The strongest and most pressing criticisms have, not surprisingly, been aimed at the
conservative discourse on education, especially in its newly resurgent form embodied in
the work of writers such as Bloom and Hirsch. These writers, as Aronowitz and Giroux
(1988) and Feinberg (1989) point out, link apparent crises in American economic and
military power with a crisis in schooling and suggest that this has in turn been caused by
the liberal educational reforms of the 1960s and 1970s. From this human capital
perspective, a position is then made for forms of schooling that emphasize
monoparadigmatic forms of culture either as a programmatic list of cultural literacy or
the Great Books, and forms of knowledge and skill deemed necessary to produce a
labor force that can compete aggressively in the world market. As Giroux (1988) points
out-and David (1989) and Apple (1989) suggest that similar trends are occurring under
Thatcherism in Britain-this position has led to a stress on extreme authority in the
classroom, to curricula that emphasize a narrow selection of both skills and forms of
culture and knowledge and to a view of education that ignores all political issues around
minority, race, class, or gender issues.
Furthermore, through the perception that society is actually unequal and unfair, critical
approaches to second Educators of English as a Second Language (ESL) who believe in
critical pedagogy find it significant to adapt the theory of critical pedagogy into their
curriculum and syllabuses particularly as ESL teaching mostly deals with racial and
language minorities (i.e. immigrants and foreign students).
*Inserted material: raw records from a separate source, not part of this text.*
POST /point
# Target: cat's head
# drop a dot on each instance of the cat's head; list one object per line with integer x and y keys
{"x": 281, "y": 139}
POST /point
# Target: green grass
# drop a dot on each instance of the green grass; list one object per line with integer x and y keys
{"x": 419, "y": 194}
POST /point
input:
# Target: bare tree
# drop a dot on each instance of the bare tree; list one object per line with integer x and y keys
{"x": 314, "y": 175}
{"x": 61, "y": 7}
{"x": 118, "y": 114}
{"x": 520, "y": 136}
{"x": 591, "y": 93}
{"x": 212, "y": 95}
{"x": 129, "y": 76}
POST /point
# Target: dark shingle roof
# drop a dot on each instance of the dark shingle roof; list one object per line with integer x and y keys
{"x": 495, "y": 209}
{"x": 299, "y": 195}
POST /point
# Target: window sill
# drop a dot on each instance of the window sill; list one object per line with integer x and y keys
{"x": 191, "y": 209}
According to the studies
conducted on second language learner identities by Norton, 2000; MaKay and Wong,
1996; Miller, 2003, some second language learners, without social, communicative, and
linguistic competencies, and often with damaged identities, face hardships living in
anew country. Language teaching and learning must be connected to the objectives of
educating students, to understand why things are the way they are and how they got to
be that way (Simon, cited in Morgan, 1998). Critical ESL pedagogy is the pedagogy of
hope (Freire, 1992).

REFERENCES
FREIRE, P. (1984). Pedagogy of the Oppressed. New York: Continuum Publishing Corporation.
GIROUX, H. A. and SIMON, R. (1989) Popular culture and critical pedagogy: everyday life as a
basis for curriculum knowledge. In Giroux, H. A. and McLaren, P. (eds), Critical Pedagogy, the
State, und Cultural Struggle, pp. 236-252. Albany, NY: SUNY Press.
MORGAN, B. (1998). The ESL classroom: Teaching, critical practice and community
development. Toronto: University of Toronto Press.
NORTON, B. (2000). Identity and language learning: Gender, ethnicity and educationalchange.
Harlow, England: Longman/Pearson Education.
SPOLSKY, B. (1980) The scope of educational linguistics. In Kaplan, R. B. (ed.), On the Scope of
Applied Linguistics. Rowley, MA: Newbury House.
STERN, H. H. (1983) Fundamental Concepts of Language Teaching. Oxford: OUP.
PENNYCOOK, A. (1989) The concept of method, interested knowledge, and the politics of
language teaching. TESOL Quarterly 23, 589-618.